Il souligne la situation économique difficile, avec un taux de chômage à plus de 50 % (60 % chez les jeunes), l'impossibilité pour les personnes de circuler hors de Gaza, le blocage des marchandises à l’import et à l’export, le mauvais approvisionnement en électricité qui réduit ou empêche les activités économiques et commerciales…

La récente attaque contre Gaza a répandu un sentiment de frustration, d’insécurité et de valeur insignifiante de la vie.
Mahmoud Al Halimi.

 
« La récente attaque contre Gaza a ajouté un énorme fardeau aux personnes qui souffrent déjà, regrette Mahmoud Al Halimi.

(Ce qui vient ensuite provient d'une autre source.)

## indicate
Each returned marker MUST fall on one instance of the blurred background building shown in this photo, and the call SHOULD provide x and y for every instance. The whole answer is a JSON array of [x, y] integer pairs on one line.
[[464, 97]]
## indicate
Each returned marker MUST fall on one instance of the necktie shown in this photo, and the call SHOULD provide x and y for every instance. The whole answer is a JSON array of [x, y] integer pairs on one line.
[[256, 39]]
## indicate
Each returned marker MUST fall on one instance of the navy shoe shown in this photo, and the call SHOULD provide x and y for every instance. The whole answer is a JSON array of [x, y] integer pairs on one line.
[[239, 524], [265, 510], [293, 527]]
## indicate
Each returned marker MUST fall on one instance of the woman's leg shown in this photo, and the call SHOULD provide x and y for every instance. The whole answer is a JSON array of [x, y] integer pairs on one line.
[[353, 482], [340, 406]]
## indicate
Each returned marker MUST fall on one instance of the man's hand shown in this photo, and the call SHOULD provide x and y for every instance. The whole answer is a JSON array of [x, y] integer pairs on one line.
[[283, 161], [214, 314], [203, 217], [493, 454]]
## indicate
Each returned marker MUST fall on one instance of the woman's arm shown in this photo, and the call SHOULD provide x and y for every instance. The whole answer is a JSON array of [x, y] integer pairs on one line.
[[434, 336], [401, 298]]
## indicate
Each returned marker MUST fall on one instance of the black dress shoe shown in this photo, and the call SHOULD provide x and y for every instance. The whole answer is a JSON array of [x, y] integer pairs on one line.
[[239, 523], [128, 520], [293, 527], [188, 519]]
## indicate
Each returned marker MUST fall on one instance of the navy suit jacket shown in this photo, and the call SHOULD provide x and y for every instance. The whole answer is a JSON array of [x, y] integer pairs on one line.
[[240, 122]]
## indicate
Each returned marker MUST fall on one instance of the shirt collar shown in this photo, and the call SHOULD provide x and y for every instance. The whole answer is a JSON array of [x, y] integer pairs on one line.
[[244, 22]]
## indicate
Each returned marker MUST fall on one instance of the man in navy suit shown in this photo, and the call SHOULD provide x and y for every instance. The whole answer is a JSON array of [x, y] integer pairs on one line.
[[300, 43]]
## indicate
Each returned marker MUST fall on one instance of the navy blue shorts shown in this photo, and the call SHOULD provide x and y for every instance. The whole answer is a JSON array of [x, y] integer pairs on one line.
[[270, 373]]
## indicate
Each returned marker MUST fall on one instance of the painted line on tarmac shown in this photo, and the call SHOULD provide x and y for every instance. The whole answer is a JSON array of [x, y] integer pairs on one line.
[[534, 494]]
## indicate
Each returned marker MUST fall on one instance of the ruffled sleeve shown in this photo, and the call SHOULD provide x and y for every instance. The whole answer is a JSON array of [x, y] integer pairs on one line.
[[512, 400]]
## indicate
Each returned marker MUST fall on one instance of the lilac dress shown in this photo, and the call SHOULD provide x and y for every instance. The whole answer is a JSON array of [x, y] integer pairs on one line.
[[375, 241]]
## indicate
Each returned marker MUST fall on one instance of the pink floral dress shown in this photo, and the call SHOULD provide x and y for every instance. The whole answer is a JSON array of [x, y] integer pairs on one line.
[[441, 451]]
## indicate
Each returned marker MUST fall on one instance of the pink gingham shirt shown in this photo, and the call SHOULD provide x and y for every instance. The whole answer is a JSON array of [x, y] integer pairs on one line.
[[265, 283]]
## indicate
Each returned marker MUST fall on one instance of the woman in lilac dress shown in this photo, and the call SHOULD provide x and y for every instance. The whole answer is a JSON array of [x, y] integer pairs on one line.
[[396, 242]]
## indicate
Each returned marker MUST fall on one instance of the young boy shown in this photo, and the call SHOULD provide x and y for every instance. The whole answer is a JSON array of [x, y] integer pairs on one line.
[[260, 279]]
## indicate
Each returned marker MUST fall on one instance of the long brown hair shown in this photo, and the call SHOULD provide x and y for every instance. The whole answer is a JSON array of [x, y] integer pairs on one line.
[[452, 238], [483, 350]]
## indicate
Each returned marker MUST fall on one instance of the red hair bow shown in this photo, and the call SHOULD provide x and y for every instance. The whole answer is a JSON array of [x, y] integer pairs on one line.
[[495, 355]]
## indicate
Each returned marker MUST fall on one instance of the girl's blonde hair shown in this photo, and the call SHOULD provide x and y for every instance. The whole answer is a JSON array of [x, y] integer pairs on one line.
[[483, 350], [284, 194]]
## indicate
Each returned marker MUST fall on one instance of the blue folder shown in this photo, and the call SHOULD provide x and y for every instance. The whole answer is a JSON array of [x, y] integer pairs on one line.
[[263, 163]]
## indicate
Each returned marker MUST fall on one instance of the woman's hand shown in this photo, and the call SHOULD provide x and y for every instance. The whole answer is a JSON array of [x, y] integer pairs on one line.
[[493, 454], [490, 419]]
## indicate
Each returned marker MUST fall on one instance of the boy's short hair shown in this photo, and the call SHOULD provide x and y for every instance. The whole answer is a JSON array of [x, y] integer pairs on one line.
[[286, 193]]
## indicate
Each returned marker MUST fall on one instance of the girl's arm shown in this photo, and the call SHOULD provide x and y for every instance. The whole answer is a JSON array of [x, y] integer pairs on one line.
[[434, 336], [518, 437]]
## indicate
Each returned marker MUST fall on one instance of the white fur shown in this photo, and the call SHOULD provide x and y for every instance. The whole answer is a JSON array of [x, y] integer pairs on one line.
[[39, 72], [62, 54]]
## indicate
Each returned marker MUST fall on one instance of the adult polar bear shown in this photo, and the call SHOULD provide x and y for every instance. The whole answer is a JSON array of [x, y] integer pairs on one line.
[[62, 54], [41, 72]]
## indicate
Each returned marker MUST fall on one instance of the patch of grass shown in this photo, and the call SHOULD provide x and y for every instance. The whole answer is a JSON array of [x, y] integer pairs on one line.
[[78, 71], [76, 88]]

Cela a répandu un sentiment de frustration, d’insécurité et de valeur insignifiante de la vie, et a augmenté les facteurs de stress psychosociaux et la peur de l'avenir ».

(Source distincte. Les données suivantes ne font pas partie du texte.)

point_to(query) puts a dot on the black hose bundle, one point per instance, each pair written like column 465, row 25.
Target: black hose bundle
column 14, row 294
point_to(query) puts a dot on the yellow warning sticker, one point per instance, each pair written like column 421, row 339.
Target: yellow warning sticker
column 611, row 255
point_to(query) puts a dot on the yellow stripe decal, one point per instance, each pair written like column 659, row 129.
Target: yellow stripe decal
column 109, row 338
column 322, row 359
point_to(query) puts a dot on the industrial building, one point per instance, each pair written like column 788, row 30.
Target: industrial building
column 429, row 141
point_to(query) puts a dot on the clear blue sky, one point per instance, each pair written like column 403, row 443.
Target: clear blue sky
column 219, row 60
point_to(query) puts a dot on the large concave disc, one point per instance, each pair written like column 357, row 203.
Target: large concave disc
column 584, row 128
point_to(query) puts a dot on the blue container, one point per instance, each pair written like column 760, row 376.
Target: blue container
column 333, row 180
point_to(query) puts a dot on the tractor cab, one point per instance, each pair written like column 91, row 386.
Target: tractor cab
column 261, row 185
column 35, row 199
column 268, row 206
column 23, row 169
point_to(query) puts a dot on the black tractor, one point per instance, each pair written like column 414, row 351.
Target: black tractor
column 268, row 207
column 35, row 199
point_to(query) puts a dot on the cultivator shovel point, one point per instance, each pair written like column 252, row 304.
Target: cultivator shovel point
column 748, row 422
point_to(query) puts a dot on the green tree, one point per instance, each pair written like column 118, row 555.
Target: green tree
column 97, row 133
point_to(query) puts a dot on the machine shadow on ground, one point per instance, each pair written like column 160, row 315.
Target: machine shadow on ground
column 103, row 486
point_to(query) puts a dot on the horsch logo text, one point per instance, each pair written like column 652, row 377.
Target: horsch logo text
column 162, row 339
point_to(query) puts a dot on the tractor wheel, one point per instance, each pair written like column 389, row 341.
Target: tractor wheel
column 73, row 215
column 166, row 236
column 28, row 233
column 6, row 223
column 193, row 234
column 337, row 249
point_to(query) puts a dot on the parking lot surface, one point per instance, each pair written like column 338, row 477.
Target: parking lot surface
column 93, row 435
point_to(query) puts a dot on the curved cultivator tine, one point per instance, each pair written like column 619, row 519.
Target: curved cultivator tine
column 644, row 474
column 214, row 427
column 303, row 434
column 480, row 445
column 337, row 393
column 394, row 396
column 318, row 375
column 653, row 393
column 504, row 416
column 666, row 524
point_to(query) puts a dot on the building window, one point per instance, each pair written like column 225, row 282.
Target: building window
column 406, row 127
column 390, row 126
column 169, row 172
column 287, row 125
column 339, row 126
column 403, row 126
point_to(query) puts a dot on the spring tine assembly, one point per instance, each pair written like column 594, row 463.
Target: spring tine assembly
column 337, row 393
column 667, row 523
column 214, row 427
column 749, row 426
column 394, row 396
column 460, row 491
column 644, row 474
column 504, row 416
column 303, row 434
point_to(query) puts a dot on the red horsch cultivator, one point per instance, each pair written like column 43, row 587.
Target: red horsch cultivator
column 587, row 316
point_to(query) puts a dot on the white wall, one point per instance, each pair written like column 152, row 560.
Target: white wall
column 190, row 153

Le directeur de NECC rappelle que « les jeunes de Gaza ont déjà vécu trois guerres en 2009, 2011 et 2014. La majorité de leur enfance a été passée dans des guerres et des escalades fréquentes qui ont laissé des cicatrices inoubliables dans leur mémoire, avec des souvenirs durs de perte de leurs proches et de destruction de maisons et de lieux aimés ».

colère

Sans espoir ni perspectives de vie, « les jeunes Gazaouis sont des cibles faciles pour les extrémistes », estime Harout Bedrossian, sous-directeur de Caritas Jerusalem qui intervient dans la bande de Gaza par le biais de cliniques mobiles.

À Ramallah, Mohammad Rabah, directeur du Cirque palestinien, fait le même constat : « Quand tu enlèves l’espoir aux jeunes, c’est la pire des choses. Les enfants grandissent ici avec un fort sentiment d’injustice. »

Les jeunes ne croient plus aux institutions.
Mohammad Rabah.


Les confrontations de ces dernières semaines, à Gaza, à Jérusalem, dans les villes arabes en Israël, ont été vécues par ces jeunes « de manière intense », observe Mohammad Rabah, qui prévient : « Le contexte d’occupation et les épisodes violents dont ils sont témoins ou victimes développent chez eux du stress, des traumatismes, mais aussi de la colère et une haine croissante envers les Israéliens. »

Ce trentenaire voit les nouvelles générations se radicaliser. « Ils ne croient plus aux institutions et adhèrent de plus en plus à l’idée, défendue par les extrémistes de tout bord, d’un conflit interreligieux. »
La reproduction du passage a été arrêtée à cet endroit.